As usual, I’m late to the party and just came across this excellent piece by everyone’s favorite green, be-shortsed film critic on the spoiler conversation following this season’s penultimate episode of Game of Thrones (be not afraid, there are no spoilers here). He weaves his discussion of that fallout into a broader argument about the ways in which we consume art, though he is specifically talking about the filmic arts here. To whit, he argues that there are four:
1. THE FIRST GROUP ARE PEOPLE WHO EXPERIENCE MOVIES IN A STATE OF CHILDLIKE NAIVETY.
2. NOW, THE SECOND GROUP OF MEDIA-CONSUMERS ARE THE PEOPLE WHO HAVE SEEN A LOT OF MEDIA AND THUS MOVED PAST THE FIRST GROUP’S INNATE TRANSFERENCE, BUT THEY STILL SEEK TO RECAPTURE THAT CHILDHOOD NAIVETY.

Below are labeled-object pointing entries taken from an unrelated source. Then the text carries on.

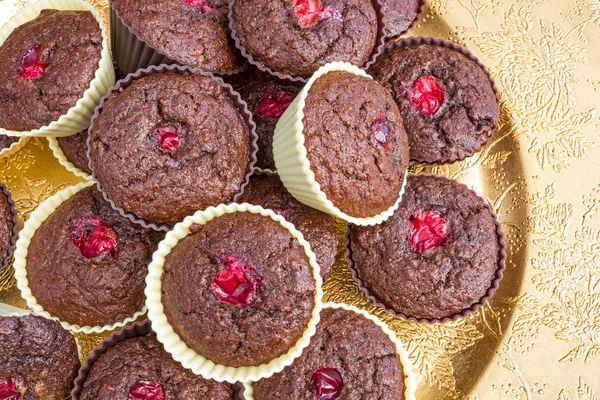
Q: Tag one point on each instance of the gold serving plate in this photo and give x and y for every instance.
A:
(539, 336)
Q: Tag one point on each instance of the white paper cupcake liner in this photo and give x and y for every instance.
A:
(64, 161)
(410, 383)
(172, 342)
(14, 147)
(78, 117)
(292, 162)
(36, 219)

3. THE THIRD GROUP OF MEDIA-CONSUMERS ARE PEOPLE WHO CAN TRANSCEND THAT DESIRE FOR A PURELY CHILDLIKE EXPERIENCE BY CONTEXTUALIZING THE EMOTIONAL EXPERIENCE INTO A CEREBRALLY COHERENT PROCESS.

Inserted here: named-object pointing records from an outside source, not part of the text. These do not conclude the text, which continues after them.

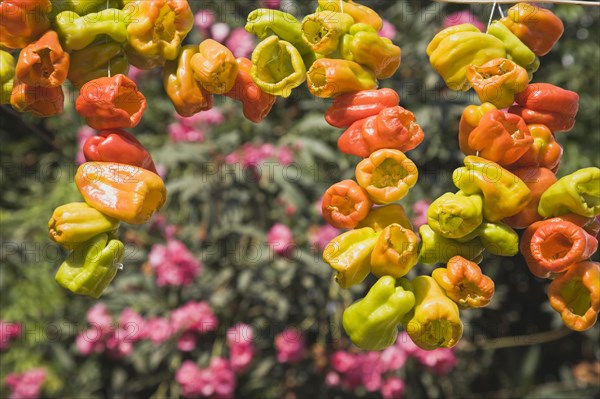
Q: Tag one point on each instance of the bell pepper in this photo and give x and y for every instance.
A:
(545, 152)
(500, 137)
(547, 104)
(345, 204)
(382, 216)
(90, 268)
(434, 322)
(455, 216)
(497, 81)
(156, 30)
(328, 77)
(393, 128)
(277, 67)
(464, 283)
(349, 254)
(577, 193)
(436, 248)
(111, 103)
(349, 108)
(469, 120)
(118, 146)
(576, 295)
(95, 61)
(185, 92)
(75, 223)
(516, 50)
(358, 12)
(363, 45)
(504, 194)
(537, 27)
(77, 32)
(387, 175)
(396, 252)
(372, 322)
(22, 22)
(538, 180)
(125, 192)
(43, 62)
(323, 30)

4. THE FOURTH GROUP OF MEDIA-CONSUMERS ARE THOSE WHO ABSOLUTELY UNDERSTAND THE CRAFT OF MAKING MEDIA.
Spoilerphobia, he argues, comes out of the desire to experience narrative in that “childlike” state of wonder and surprise, and in its most extreme forms–someone for whom spoilers utterly destroy their ability to derive pleasure or enjoyment out of something–suggests that the individual is incapable of or unwilling to experience media in any other way.
I liked this piece very much, but one thought occurred to me by the time I came to the end: I only WISH I could get more of the students in my literature classes to care as much about the fate of Isabel Archer or Ellison’s Invisible Man as they do about the Starks (don’t get me wrong: I love the Starks too). Let’s just say that no one is talking about spoilers in a class discussion of My Antonia. A big reason for this, of course, is that “literary” fiction tends to be character rather than plot-driven. But the bigger reasons, I think, have to do with context and the ways in which works–filmic or literary–that students or other readers deem “difficult” reverses the trajectory that Film Crit Hulk lays out, one in which purely libidinal enjoyment passes over the course of maturation and exposure to a mix of the cerebral and the emotional.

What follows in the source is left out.